The verdict is the same for the Olympic Games or Euro 2024.

They are a boon for restaurants, beer sales and merch sellers, but they do not lastingly affect consumption patterns.

“The consumer spending that occurs is spending that would occur anyway and tends to be a form of substitution,” explained Professor Simon Shibli of Sheffield Hallam University.

The argument is that money spent on a concert ticket or hotel would come out of the family budget, meaning there would be less left for other expenses, such as restaurants or travel.

Danske Bank’s ironic ‘draft beer index’ showed a huge increase when Denmark played in the previous Euro against England, with bar and restaurant revenues up by a maximum of 106% compared to usual levels.

“At a microeconomic level, these developments provide a boost, but it is small and temporary,” says Piet Haines Christiansen of Danske. “They are relevant to specific sectors, such as hospitality where Taylor Swift goes or beer sales in countries where football is played.”

Last month, some local media outlets relied on a Barclays study into the spending habits of the “Swifties” to suggest that their concerts would bring in a billion pounds to the British economy.

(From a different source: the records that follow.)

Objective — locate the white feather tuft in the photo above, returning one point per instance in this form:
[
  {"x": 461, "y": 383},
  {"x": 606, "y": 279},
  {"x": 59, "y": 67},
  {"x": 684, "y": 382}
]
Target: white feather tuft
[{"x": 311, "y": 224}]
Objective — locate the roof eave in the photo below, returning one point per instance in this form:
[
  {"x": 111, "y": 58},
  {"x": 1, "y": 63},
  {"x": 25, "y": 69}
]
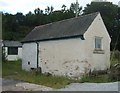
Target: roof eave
[{"x": 76, "y": 36}]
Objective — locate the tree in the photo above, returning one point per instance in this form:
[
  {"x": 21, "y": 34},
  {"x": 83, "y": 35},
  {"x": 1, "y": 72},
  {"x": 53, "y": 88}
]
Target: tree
[{"x": 75, "y": 8}]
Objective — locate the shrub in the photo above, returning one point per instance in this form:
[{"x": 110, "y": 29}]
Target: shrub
[{"x": 114, "y": 73}]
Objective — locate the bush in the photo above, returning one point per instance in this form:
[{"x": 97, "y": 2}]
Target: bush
[{"x": 114, "y": 73}]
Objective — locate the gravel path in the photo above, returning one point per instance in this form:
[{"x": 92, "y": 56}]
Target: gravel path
[
  {"x": 13, "y": 85},
  {"x": 92, "y": 87}
]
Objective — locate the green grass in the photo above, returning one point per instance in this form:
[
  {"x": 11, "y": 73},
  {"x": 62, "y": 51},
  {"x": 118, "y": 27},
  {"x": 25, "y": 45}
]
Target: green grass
[{"x": 12, "y": 70}]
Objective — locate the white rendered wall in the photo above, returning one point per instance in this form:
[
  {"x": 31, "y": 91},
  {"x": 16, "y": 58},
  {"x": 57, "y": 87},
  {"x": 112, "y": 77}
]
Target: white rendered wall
[
  {"x": 13, "y": 57},
  {"x": 98, "y": 61},
  {"x": 63, "y": 57}
]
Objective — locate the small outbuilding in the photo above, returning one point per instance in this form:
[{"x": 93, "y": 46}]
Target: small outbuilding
[
  {"x": 70, "y": 47},
  {"x": 12, "y": 50}
]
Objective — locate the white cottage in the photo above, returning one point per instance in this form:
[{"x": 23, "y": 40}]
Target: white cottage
[
  {"x": 71, "y": 47},
  {"x": 12, "y": 50}
]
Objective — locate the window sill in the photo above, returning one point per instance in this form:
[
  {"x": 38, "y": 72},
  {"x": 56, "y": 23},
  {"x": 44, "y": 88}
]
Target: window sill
[{"x": 96, "y": 51}]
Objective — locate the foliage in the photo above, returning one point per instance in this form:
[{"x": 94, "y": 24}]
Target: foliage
[
  {"x": 12, "y": 70},
  {"x": 114, "y": 73}
]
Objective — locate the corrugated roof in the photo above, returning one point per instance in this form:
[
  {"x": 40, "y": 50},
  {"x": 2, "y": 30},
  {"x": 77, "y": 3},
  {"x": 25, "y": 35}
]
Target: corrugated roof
[
  {"x": 61, "y": 29},
  {"x": 12, "y": 43}
]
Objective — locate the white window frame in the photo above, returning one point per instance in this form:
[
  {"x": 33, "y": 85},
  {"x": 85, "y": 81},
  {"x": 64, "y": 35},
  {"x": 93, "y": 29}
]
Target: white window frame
[{"x": 98, "y": 43}]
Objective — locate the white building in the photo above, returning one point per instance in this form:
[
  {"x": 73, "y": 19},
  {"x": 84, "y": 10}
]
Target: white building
[
  {"x": 12, "y": 50},
  {"x": 71, "y": 47}
]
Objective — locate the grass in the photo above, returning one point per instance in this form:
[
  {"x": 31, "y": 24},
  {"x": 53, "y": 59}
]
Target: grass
[
  {"x": 12, "y": 70},
  {"x": 104, "y": 78}
]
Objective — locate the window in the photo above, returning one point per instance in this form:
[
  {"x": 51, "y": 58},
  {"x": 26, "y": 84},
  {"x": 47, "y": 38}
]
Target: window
[
  {"x": 98, "y": 43},
  {"x": 12, "y": 50}
]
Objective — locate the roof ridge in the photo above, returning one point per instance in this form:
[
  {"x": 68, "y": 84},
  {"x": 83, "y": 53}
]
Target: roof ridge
[{"x": 66, "y": 20}]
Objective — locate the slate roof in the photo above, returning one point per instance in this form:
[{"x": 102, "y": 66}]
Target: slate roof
[
  {"x": 61, "y": 29},
  {"x": 12, "y": 43}
]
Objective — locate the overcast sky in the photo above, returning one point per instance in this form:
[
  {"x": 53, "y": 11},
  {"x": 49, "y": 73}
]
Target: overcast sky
[{"x": 24, "y": 6}]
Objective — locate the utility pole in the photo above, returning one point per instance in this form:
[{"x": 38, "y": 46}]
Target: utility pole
[{"x": 77, "y": 5}]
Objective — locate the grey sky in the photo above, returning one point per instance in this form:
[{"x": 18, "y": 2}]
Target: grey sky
[{"x": 24, "y": 6}]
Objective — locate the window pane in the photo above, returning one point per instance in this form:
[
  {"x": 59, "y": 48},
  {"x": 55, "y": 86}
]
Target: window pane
[
  {"x": 98, "y": 43},
  {"x": 12, "y": 50}
]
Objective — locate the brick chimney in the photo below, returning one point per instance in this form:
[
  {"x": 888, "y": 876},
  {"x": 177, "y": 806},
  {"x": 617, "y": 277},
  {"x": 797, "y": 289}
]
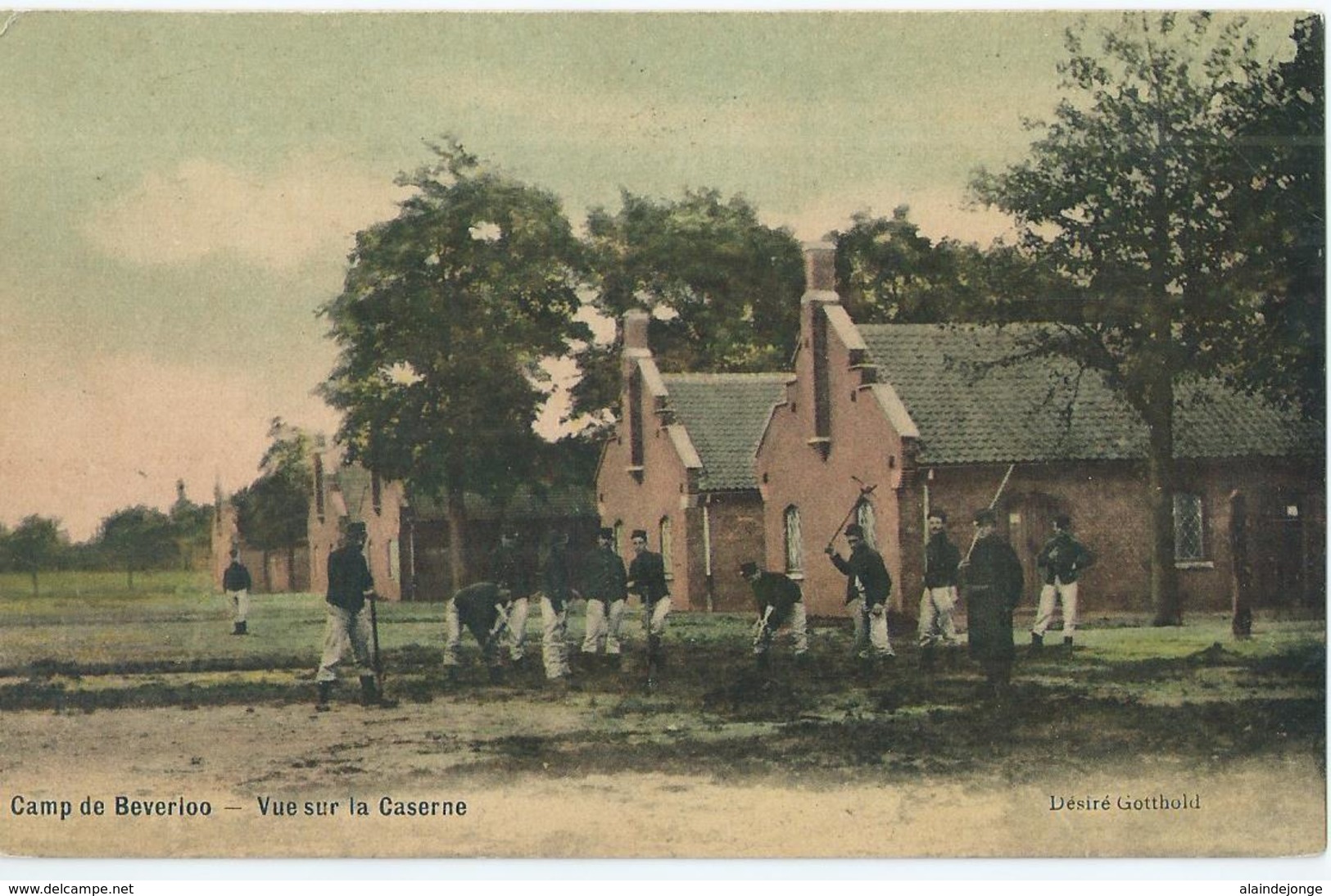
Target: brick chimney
[{"x": 820, "y": 270}]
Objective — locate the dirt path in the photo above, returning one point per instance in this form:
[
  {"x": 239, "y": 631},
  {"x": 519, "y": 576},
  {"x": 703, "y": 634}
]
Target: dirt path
[{"x": 454, "y": 751}]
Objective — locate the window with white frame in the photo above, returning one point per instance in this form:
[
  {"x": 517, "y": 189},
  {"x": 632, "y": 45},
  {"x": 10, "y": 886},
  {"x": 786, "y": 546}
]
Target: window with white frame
[
  {"x": 868, "y": 523},
  {"x": 667, "y": 546},
  {"x": 794, "y": 541},
  {"x": 1188, "y": 542}
]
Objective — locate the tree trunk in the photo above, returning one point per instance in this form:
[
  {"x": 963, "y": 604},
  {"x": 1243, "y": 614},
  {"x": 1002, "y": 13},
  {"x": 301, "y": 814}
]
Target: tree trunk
[
  {"x": 1160, "y": 478},
  {"x": 457, "y": 514},
  {"x": 1242, "y": 570}
]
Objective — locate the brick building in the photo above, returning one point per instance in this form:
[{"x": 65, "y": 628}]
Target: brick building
[
  {"x": 681, "y": 469},
  {"x": 408, "y": 536},
  {"x": 922, "y": 415}
]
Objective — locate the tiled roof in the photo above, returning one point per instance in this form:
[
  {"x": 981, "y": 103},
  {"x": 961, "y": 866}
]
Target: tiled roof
[
  {"x": 1015, "y": 413},
  {"x": 724, "y": 414}
]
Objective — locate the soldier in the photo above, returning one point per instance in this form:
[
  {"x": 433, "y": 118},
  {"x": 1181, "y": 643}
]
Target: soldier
[
  {"x": 647, "y": 579},
  {"x": 347, "y": 630},
  {"x": 779, "y": 602},
  {"x": 1060, "y": 562},
  {"x": 510, "y": 568},
  {"x": 485, "y": 610},
  {"x": 606, "y": 587},
  {"x": 867, "y": 589},
  {"x": 236, "y": 582},
  {"x": 940, "y": 589},
  {"x": 554, "y": 609},
  {"x": 994, "y": 583}
]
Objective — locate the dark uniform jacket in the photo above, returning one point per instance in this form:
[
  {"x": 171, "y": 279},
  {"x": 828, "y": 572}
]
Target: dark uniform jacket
[
  {"x": 647, "y": 577},
  {"x": 349, "y": 578},
  {"x": 777, "y": 591},
  {"x": 1064, "y": 558},
  {"x": 511, "y": 568},
  {"x": 864, "y": 570},
  {"x": 940, "y": 562},
  {"x": 604, "y": 578},
  {"x": 994, "y": 589},
  {"x": 557, "y": 578},
  {"x": 478, "y": 606},
  {"x": 236, "y": 578}
]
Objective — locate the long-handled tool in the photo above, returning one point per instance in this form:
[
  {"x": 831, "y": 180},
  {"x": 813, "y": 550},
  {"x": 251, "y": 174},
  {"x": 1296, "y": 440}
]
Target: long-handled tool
[
  {"x": 975, "y": 536},
  {"x": 864, "y": 493}
]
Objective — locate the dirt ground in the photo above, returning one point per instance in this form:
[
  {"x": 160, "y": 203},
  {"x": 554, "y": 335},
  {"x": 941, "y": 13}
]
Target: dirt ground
[{"x": 720, "y": 762}]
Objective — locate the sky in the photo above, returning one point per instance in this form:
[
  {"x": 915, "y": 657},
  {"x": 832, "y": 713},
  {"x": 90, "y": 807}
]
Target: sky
[{"x": 180, "y": 191}]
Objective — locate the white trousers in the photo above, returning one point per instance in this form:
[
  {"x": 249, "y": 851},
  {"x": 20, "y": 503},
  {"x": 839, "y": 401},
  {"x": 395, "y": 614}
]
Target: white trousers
[
  {"x": 936, "y": 625},
  {"x": 798, "y": 626},
  {"x": 603, "y": 626},
  {"x": 240, "y": 604},
  {"x": 656, "y": 622},
  {"x": 871, "y": 630},
  {"x": 518, "y": 627},
  {"x": 1049, "y": 597},
  {"x": 346, "y": 636},
  {"x": 554, "y": 629}
]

But aside from the likely substitution effect they have on other expenses, there’s also the fact that much of Swift’s tour revenue will end up in the United States, dampening an already small local economic benefit.

For economies the size of the British or those of continental Europe, these transfers would not move the dial of their trade accounts either: the euro zone, made up of 20 countries, had a balance of exports over imports of no less than 39,000 million euros in only April.